Изменить стиль страницы

И, расточая вокруг истину и радость, они делают эту цивилизацию питательной для любой нации или, во всяком случае, приятной для всех.

Французы несут поэзию всем народам.

В Италию, где пример французской поэзии послужил толчком для молодого национального направления, великолепного в своей отваге и патриотизме.

В Англию, где лирика обесцветилась и, можно сказать, истощилась.

В Испанию, и особенно в Каталонию, где пламенная молодежь, уже породившая живописцев, которыми обе нации могут гордиться, следит с вниманием за творчеством наших поэтов.

В Россию, где подражание французской лирике приводило порой к чрезмерностям, что никого не удивит.

В Латинскую Америку, где молодые поэты обсуждают со страстью работы своих французских предшественников.

В Северную Америку, куда военной порой французские провозвестники, в благодарность за Эдгара По и Уолта Уитмена, несут оплодотворяющее начало, призванное пробудить к жизни новых творцов, о которых мы еще не имеем понятия, но которые, несомненно, будут достойны этих великих пионеров поэзии.

Во Франции полно школ, хранящих и продолжающих лирическую традицию, полно содружеств, приучающих к дерзновению; однако напрашивается оговорка; поэзия обязана в первую очередь народу, чьим языком она говорит.

Прежде чем устремляться в героические авантюры далеко идущего проповедничества, поэтические течения должны творить, упрочивать, выявлять, наращивать, увековечивать, воспевать величие той страны, которая их породила, — страны, которая, если угодно, их вскормила и выпестовала, отдав им из своей крови и своего естества все самое здоровое, самое чистое, самое прекрасное.

Все ли возможное сделала для Франции современная французская поэзия?

Во всяком случае, всегда ли была она во Франции столь же активной и столь же ревностной, как за ее пределами?

Достаточно будет, если эти вопросы возникнут в литературной истории современности, но чтобы решить их, надобно по возможности оценить все те национальные плодотворные качества, какие несет в себе новое сознание.

Новое сознание враждебно прежде всего эстетизму канонов и всяческому снобизму.
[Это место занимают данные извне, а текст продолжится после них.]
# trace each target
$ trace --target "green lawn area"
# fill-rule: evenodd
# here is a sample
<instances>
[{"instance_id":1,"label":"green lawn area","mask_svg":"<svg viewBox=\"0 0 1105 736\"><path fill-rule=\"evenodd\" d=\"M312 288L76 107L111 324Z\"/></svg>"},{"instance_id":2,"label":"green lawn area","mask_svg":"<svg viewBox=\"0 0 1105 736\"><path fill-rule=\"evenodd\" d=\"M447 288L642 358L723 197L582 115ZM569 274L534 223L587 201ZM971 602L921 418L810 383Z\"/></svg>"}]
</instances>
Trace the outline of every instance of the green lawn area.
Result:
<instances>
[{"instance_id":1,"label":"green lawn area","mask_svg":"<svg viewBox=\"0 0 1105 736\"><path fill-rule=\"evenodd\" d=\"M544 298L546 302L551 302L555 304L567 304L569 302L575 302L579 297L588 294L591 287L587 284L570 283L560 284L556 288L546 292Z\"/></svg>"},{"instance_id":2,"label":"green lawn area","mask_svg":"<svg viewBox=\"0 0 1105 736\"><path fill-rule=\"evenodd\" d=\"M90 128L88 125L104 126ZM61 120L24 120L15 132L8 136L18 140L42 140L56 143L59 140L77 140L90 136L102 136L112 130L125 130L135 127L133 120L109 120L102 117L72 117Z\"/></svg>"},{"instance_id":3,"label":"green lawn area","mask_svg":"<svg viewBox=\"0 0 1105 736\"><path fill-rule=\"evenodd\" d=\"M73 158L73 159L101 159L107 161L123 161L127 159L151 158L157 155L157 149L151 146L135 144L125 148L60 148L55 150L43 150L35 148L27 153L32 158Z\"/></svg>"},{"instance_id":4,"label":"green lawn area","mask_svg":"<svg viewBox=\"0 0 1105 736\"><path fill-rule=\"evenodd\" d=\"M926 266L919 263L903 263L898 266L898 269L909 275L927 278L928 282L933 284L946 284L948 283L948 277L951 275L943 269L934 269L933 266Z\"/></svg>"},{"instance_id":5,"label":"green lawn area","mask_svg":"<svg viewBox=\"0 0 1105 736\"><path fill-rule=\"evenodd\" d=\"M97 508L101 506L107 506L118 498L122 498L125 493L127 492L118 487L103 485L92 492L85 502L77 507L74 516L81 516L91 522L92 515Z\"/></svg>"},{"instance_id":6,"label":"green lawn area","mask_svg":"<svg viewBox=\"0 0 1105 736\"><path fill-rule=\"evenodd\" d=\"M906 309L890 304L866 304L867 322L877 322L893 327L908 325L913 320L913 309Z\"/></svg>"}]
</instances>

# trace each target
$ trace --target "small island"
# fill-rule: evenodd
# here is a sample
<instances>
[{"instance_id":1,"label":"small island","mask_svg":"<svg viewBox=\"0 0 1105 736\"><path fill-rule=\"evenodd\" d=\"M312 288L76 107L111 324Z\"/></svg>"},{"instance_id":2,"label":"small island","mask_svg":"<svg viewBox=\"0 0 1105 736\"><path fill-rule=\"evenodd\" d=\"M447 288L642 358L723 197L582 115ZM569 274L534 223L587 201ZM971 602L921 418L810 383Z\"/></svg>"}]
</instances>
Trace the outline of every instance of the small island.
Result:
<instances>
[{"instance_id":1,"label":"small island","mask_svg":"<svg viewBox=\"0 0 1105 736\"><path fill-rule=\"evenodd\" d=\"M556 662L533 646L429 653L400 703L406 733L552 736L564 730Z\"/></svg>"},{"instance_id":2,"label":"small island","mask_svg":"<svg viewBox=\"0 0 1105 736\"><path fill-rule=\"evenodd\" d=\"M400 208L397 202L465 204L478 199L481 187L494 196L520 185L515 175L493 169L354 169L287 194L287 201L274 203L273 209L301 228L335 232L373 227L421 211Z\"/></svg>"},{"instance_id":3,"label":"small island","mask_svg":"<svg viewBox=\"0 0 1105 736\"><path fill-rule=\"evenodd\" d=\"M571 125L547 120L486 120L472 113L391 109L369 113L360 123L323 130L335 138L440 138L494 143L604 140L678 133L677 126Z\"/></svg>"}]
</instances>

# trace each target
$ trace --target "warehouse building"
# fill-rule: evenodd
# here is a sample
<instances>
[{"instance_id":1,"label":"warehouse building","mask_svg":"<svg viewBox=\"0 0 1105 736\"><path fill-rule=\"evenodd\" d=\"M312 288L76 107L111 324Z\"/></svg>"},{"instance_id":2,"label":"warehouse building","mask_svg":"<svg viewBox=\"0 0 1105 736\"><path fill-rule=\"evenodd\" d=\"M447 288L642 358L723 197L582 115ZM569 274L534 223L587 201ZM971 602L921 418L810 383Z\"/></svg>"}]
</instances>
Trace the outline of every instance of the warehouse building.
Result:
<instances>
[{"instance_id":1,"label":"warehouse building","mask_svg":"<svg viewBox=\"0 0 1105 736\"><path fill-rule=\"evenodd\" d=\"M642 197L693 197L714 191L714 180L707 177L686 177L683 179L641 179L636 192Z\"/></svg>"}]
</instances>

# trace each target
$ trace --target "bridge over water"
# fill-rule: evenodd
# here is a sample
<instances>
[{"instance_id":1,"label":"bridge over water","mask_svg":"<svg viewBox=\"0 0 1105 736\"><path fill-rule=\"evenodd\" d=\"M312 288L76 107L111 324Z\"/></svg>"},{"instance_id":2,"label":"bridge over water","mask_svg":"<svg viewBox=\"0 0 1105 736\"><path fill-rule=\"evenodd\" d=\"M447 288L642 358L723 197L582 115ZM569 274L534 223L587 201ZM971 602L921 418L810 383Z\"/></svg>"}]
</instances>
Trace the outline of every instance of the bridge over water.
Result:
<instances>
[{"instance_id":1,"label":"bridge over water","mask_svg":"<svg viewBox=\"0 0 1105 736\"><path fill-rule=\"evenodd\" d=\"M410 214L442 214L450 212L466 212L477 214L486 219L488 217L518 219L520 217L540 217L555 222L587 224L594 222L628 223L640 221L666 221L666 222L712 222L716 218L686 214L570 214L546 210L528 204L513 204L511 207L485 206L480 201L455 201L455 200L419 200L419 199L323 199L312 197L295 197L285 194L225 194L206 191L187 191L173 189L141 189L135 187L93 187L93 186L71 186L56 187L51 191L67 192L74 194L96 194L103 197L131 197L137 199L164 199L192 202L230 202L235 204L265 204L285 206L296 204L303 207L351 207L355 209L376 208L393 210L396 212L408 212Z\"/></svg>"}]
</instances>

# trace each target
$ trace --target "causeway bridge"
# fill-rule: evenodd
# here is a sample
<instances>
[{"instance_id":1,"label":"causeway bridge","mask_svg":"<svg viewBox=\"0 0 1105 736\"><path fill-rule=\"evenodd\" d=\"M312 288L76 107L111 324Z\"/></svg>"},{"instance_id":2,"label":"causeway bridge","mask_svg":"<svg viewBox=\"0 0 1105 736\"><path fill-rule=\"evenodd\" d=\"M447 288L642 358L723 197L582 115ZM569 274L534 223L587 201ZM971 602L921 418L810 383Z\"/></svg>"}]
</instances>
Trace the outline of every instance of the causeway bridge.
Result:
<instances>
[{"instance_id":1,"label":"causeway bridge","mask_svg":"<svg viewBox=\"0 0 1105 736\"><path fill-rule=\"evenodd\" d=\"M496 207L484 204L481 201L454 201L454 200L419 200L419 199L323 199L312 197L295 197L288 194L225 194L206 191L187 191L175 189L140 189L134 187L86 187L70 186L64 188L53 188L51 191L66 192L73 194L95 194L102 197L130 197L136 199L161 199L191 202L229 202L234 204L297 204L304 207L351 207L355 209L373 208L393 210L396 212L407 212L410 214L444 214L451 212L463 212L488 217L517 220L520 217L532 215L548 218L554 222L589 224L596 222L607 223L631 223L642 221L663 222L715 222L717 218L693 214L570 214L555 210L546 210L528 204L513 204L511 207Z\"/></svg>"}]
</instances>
Оно борется отнюдь не с какой-то конкретной школой, ибо не школой оно намерено стать, но одним из могучих течений в литературе, объемлющим все школы разом, начиная с символизма и натурализма. Оно сражается ради воскрешения духа исканий, ради ясного осознания нашей эпохи, ради того, чтобы открывать новые перспективы мира внутреннего и внешнего, вполне достойные тех, которые каждый день и во всех областях обнаруживают ученые, в которых они находят возможности творить чудеса.

Эти их чудеса обязывают нас не уступать по силе воображения и поэтической изощренности мастерам, совершенствующим механизмы. Научный язык и язык поэтов уже находятся в явном противоречии. Это положение нетерпимо. Математики вправе утверждать, что их помыслы, их устремления обгоняют на сотни миль ползучие фантазии поэтов. Теперь сами поэты должны решать, намерены ли они без колебаний связать себя с новым сознанием, вне которого остаются лишь три выхода: подражательство, сатира или стенания, пусть даже возвышенные.

Следует ли принуждать поэзию укрываться от окружающего, игнорировать великолепное изобилие жизни, которое люди своим трудом привносят в природу и которое позволяет механизировать мир самым неслыханным образом?

Новое сознание — это сознание той самой эпохи, в которой мы живем. Эпохи, изобилующей неожиданностями. Поэты стремятся осилить провидчество, эту бешеную кобылицу, которую никогда не могли обуздать.

И наконец, они стремятся машинизировать поэзию, подобно тому как уже машинизирован весь мир. Они стремятся стать первыми, кто свяжет небывалый лиризм с новыми инструментами выразительности, которые вносят в искусство движение, — с фонографом и кино. Эти последние пребывают пока еще в состоянии инкунабул. Но подождите — чудеса скажут свое слово, и новое сознание, которое пополнит жизнью вселенную, изумительно проявится в литературе, в искусствах и во всех областях, какие мы только знаем.